The rapid expansion of urban populations and vehicle ownership has led to significant challenges in the management of traffic systems, particularly in densely populated metropolitan regions [1]. Traditional transportation control methods, often built upon fixed-timing traffic signals and static route assignment models, lack the flexibility and responsiveness required to adapt to real-time variations in traffic demand [2]. These systems are typically reactive rather than predictive, making them inefficient in addressing dynamic congestion, unexpected incidents, or fluctuating travel patterns [3]. As cities strive toward the vision of sustainable, smart urban mobility, there is an increasing demand for advanced technologies that can offer intelligent, data-driven solutions to optimize traffic flow and reduce congestion [4]. The evolution of Intelligent Transportation Systems (ITS) reflects this paradigm shift, as it aims to integrate modern computing, sensing, and communication technologies with transportation infrastructure to create adaptive and efficient urban mobility networks [5].

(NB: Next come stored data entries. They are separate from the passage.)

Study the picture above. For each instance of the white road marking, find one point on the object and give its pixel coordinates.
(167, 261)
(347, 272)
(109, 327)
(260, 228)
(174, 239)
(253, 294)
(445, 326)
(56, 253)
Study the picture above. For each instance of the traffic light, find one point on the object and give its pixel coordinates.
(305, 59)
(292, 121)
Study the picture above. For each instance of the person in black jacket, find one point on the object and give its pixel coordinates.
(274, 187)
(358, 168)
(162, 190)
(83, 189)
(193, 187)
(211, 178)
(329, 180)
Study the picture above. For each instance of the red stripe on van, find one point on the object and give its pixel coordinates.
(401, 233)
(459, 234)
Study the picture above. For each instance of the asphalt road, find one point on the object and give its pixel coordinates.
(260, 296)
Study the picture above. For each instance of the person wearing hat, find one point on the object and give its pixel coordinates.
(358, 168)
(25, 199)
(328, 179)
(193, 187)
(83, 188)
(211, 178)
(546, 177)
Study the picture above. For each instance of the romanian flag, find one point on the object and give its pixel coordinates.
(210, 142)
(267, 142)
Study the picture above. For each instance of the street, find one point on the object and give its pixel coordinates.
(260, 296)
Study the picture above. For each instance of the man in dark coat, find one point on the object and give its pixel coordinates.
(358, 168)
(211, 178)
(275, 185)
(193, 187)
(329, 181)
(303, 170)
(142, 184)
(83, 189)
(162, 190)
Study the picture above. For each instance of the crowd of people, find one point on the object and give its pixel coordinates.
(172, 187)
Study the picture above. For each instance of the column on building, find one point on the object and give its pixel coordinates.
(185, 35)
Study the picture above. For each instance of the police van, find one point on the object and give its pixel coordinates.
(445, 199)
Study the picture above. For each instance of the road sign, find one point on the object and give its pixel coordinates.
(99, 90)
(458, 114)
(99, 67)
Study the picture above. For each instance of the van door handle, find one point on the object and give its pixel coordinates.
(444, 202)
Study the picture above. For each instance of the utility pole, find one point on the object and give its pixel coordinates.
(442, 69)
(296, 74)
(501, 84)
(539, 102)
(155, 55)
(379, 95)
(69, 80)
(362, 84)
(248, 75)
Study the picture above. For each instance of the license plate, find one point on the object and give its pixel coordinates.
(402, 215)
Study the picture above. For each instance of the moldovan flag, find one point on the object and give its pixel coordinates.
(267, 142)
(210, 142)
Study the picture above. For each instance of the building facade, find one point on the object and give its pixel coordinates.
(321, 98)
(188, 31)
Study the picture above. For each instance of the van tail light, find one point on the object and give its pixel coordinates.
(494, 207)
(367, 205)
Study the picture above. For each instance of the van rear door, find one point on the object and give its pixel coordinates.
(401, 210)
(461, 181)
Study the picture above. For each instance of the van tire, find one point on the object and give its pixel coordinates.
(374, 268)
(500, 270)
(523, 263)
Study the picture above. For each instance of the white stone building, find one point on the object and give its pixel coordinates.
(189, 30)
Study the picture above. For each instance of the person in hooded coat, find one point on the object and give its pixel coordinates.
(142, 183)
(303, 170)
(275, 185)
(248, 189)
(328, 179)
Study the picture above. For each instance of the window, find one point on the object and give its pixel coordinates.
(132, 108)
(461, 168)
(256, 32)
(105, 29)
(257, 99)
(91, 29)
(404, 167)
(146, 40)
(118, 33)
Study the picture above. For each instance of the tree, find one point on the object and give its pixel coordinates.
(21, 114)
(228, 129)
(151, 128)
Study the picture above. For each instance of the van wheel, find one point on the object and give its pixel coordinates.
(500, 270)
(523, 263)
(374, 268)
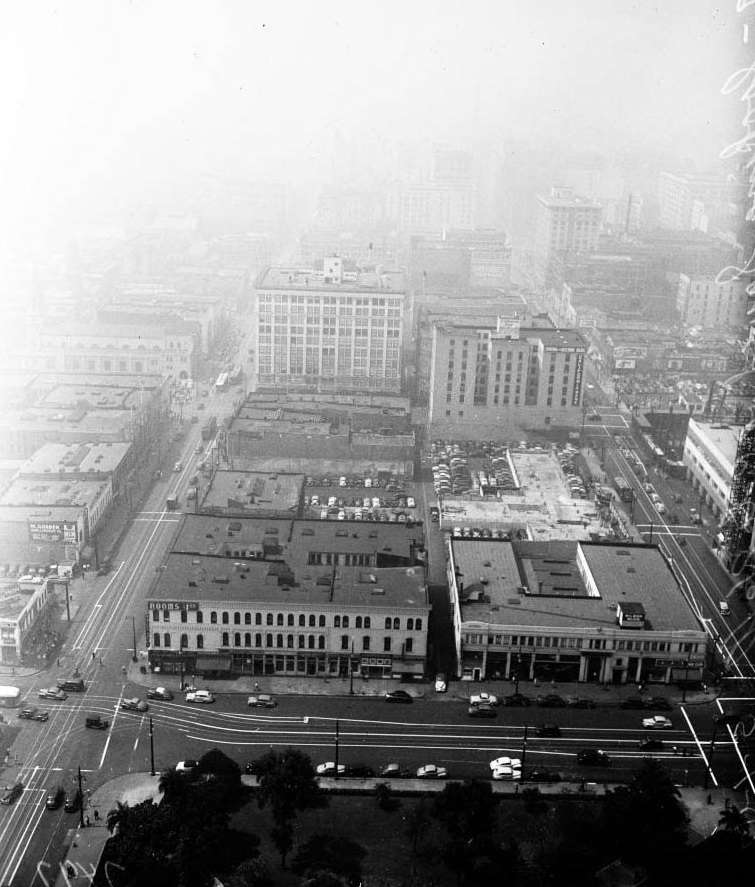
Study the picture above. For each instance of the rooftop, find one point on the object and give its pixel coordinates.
(567, 584)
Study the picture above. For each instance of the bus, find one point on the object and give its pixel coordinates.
(624, 489)
(10, 697)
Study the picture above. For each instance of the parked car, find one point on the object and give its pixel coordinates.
(12, 794)
(548, 730)
(160, 693)
(261, 700)
(53, 693)
(486, 698)
(398, 696)
(593, 757)
(33, 714)
(55, 797)
(483, 710)
(329, 769)
(658, 722)
(134, 704)
(200, 696)
(431, 771)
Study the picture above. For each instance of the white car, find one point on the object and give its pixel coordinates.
(507, 773)
(430, 771)
(505, 761)
(488, 698)
(659, 722)
(200, 696)
(329, 769)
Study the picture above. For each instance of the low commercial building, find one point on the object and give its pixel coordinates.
(571, 611)
(289, 598)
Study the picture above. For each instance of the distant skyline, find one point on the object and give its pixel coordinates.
(109, 101)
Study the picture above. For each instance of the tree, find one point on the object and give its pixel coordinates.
(288, 784)
(327, 853)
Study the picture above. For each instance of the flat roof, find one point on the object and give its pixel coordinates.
(77, 458)
(250, 491)
(503, 576)
(190, 577)
(69, 492)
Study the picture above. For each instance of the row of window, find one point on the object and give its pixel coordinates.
(391, 622)
(290, 641)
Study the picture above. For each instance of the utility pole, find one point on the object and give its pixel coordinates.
(134, 657)
(338, 727)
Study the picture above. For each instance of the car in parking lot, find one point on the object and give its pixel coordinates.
(329, 769)
(593, 757)
(33, 714)
(398, 696)
(134, 704)
(262, 700)
(160, 693)
(431, 771)
(53, 693)
(200, 696)
(657, 722)
(483, 698)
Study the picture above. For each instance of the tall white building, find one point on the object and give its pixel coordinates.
(329, 329)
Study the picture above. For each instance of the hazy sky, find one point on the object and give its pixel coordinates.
(104, 98)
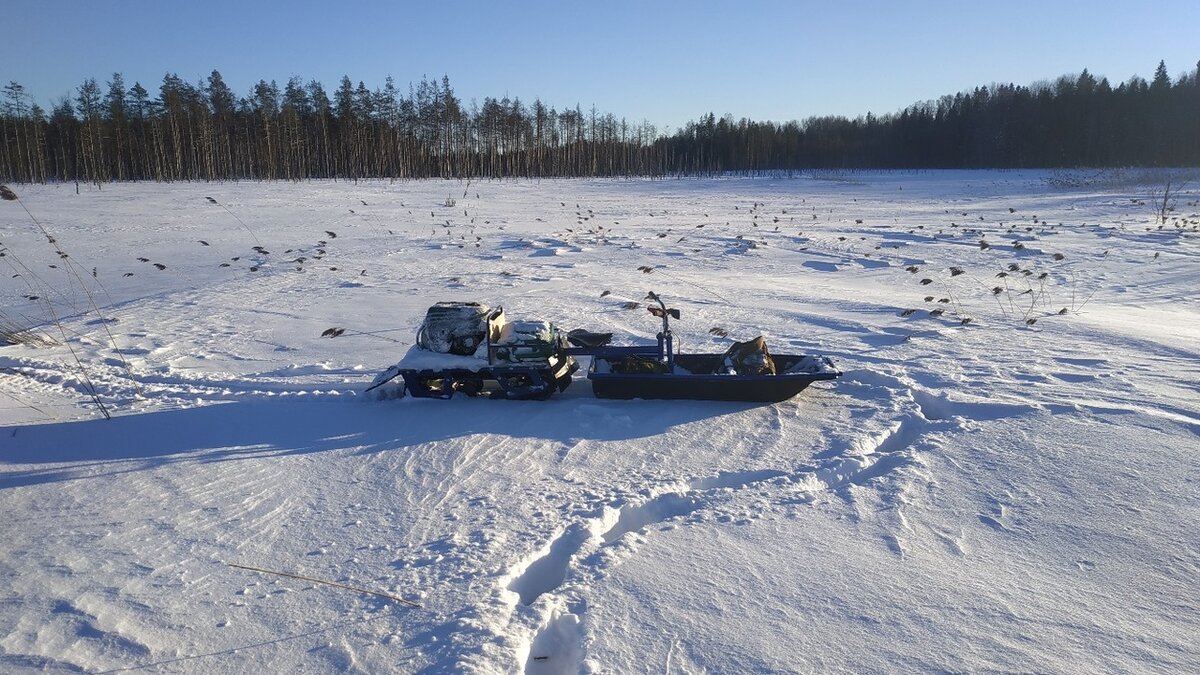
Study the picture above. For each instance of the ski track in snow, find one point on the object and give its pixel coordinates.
(239, 434)
(581, 554)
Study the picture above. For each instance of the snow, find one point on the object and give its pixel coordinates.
(996, 495)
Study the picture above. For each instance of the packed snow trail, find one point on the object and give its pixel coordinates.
(979, 491)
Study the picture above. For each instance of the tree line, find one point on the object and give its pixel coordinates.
(207, 132)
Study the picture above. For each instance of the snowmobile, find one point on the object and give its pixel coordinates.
(473, 348)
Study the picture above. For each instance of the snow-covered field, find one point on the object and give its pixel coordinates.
(1003, 495)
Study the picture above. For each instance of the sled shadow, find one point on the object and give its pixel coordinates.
(276, 426)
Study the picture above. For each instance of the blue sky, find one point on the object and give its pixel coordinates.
(666, 61)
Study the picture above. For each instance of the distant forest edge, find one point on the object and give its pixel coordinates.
(207, 132)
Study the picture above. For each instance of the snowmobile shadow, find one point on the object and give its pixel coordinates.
(276, 426)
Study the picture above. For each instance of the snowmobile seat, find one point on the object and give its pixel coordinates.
(581, 338)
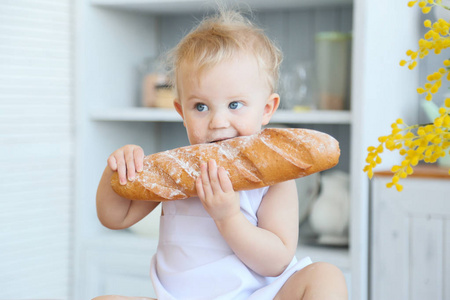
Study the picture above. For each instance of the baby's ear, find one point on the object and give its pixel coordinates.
(271, 107)
(178, 108)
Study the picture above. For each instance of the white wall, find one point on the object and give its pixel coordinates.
(36, 148)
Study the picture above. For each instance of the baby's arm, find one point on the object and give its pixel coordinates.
(114, 211)
(268, 248)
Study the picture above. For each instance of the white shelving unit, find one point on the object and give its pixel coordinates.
(114, 36)
(189, 6)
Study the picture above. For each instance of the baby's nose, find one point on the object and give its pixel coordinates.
(219, 120)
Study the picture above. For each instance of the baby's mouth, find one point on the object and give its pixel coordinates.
(220, 140)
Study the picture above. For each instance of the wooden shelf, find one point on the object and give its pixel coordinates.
(186, 6)
(142, 114)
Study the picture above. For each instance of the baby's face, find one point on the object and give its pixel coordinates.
(229, 100)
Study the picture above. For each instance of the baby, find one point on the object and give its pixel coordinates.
(222, 244)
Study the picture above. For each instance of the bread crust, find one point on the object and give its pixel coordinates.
(271, 156)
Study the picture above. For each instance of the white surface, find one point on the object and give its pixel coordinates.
(184, 6)
(36, 149)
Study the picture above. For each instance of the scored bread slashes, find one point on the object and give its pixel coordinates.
(271, 156)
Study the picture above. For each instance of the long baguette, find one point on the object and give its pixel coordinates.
(269, 157)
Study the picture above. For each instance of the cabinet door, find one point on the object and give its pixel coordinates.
(117, 273)
(410, 240)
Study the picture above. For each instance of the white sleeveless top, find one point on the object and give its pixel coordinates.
(193, 261)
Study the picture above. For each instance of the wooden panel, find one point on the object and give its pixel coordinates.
(446, 264)
(418, 266)
(390, 248)
(425, 265)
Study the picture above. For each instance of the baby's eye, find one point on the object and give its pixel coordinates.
(201, 107)
(235, 105)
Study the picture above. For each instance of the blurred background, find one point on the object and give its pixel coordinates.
(81, 78)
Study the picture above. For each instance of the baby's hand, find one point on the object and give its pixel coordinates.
(127, 161)
(215, 190)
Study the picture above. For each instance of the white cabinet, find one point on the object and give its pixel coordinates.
(411, 237)
(114, 36)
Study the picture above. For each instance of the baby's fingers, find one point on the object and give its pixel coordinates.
(117, 163)
(224, 179)
(139, 159)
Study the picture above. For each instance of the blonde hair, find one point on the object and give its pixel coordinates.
(221, 37)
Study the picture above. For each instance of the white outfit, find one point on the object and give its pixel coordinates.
(193, 261)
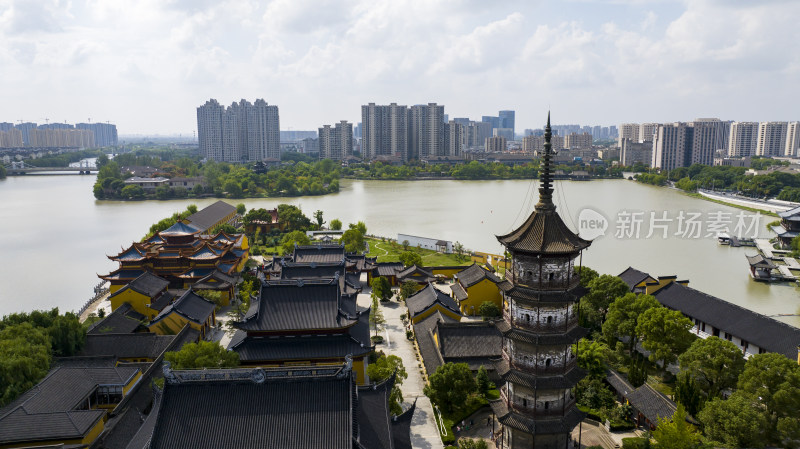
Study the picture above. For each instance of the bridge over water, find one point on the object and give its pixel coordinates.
(19, 168)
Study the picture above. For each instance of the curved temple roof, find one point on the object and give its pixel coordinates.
(544, 232)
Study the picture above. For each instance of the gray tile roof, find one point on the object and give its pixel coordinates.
(765, 332)
(469, 340)
(474, 274)
(122, 320)
(137, 345)
(543, 233)
(632, 276)
(288, 409)
(190, 306)
(652, 404)
(426, 298)
(354, 340)
(209, 216)
(149, 284)
(300, 304)
(48, 410)
(318, 254)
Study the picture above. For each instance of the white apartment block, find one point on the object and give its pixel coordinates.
(646, 131)
(336, 142)
(578, 141)
(771, 140)
(426, 131)
(743, 139)
(241, 132)
(384, 131)
(792, 139)
(629, 131)
(670, 146)
(495, 144)
(708, 135)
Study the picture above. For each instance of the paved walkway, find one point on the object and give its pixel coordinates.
(424, 434)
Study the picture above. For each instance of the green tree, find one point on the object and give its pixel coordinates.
(293, 218)
(592, 356)
(775, 380)
(665, 333)
(489, 309)
(381, 288)
(381, 370)
(409, 258)
(483, 382)
(132, 192)
(603, 290)
(24, 359)
(688, 394)
(376, 318)
(291, 238)
(203, 354)
(353, 241)
(714, 364)
(469, 443)
(738, 421)
(587, 275)
(450, 386)
(623, 315)
(676, 433)
(407, 289)
(318, 217)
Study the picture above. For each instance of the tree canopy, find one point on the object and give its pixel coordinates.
(203, 354)
(714, 364)
(450, 386)
(665, 333)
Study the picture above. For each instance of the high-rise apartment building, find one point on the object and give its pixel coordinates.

Artificial Intelligence (AI), and more specifically Reinforcement Learning (RL), has emerged as a promising approach in ITS due to its ability to model complex decision-making tasks through interaction with the environment [6]. Reinforcement Learning enables traffic control agents to learn optimal actions by maximizing long-term rewards based on system feedback, rather than relying on pre-defined rules [7]. In recent years, Multi-Agent Reinforcement Learning (MARL) has gained significant traction for its ability to distribute intelligence across a network of agents, each responsible for managing a localized segment of the transportation system [8]. These agents can interact, share observations, and coordinate actions, leading to more scalable, robust, and context-aware traffic management solutions [9]. Unlike centralized learning frameworks that depend on complete global knowledge and intensive computation, MARL facilitates decentralized control, enhancing real-time responsiveness and operational resilience in large-scale urban environments [10].